A dúvida agora é uma cadeira sem perna

num apartamento onde até o silêncio paga aluguel.

É a solidão vestida de terno,

me oferecendo café amargo às 3h37 da manhã

enquanto questiono por que os espelhos não me respondem em voz alta.


Sou estrangeiro em todas as geografias —

inclusive em mim.

Falo mal todas as línguas,

inclusive a do afeto.

Não sei sorrir sem parecer um anúncio de derrota

nem abraçar sem parecer um susto.


Esse não-pertencimento me rói as pontas,

como rato que lê Camus em noites de tempestade.

Sou socialmente analfabeto:

não sei conjugar o verbo “estar junto”

sem tropeçar nas vogais.


Eis meu drama:

sou só.

Mas não uma solidão de violino.

Sou só como um semáforo no deserto,

como um elevador em prédio abandonado,

como um convite perdido em caixa de spam.


Nada é trágico demais,

tudo é só ridiculamente sem sentido.

E eu sigo,

como quem continua existindo só pra ver

no que vai dar essa palhaçada.

Manual para Desaparecer em Silêncio (ou a alegria de ser um interruptor queimado)

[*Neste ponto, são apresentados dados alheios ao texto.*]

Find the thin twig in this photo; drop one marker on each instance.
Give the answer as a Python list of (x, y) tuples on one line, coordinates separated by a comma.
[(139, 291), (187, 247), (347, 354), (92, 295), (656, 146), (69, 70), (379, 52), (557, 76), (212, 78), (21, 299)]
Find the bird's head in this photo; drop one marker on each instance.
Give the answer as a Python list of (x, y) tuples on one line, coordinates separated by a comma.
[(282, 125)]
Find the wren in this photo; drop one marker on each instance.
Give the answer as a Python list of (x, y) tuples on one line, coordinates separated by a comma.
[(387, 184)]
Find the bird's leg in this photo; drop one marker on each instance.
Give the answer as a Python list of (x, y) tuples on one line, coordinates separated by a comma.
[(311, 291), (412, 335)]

Sou o avesso do entusiasmo,
um guarda-chuva que abre para dentro,
carrego vinagre nos sonhos
e derramo sal no calendário.

Vou te tomar o tempo
e devolver um relógio derretido,
com ponteiros que apontam
para lugar nenhum.

Não há salvação no que sou:
um não-folheto de turismo
para a cidade onde não nasci.
Não gosto de festas —
os balões me devoram.
Não danço. Eu gotejo.
Rir? Só com reticências.

Nem os filmes nos conectam:
você assiste ao sol nascer,
eu só vejo a legenda errada.
Nem a música nos reconcilia:
você ouve pássaros,
eu escuto ferros retorcendo.

Sou silêncio embriagado de eco.
Presença feita de falta.
Às vezes sou um poste que não acende,
ou um mapa dobrado ao avesso.

Lembra da caminhada?
Você era cometa.
Eu era um sapato sem pé.
Você queria céu —
eu via poças,
e me afogava nelas de lado.

Não devemos acorrentar borboletas
a móveis antigos.
Não devemos prometer voo
a quem prefere subterrâneo.

Sou desistência com RG vencido.
Solitário até nas vozes da cabeça.
Fui abrigo com goteira,
e pedra —
não na mochila,
mas no rim emocional de quem tentou me amar.

Sou esse corpo velho de alma dobrada,
um enfeite de cemitério em liquidação.
Feio nos olhos que só refletem monóxido.
Fraco nos músculos
e nos domingos.

Sou o que fica depois do fim do mundo:
peso morto de um pensamento não pensado,
rastro de um amor que tropeçou no próprio nome,
eco de um grito que bocejou antes de sair.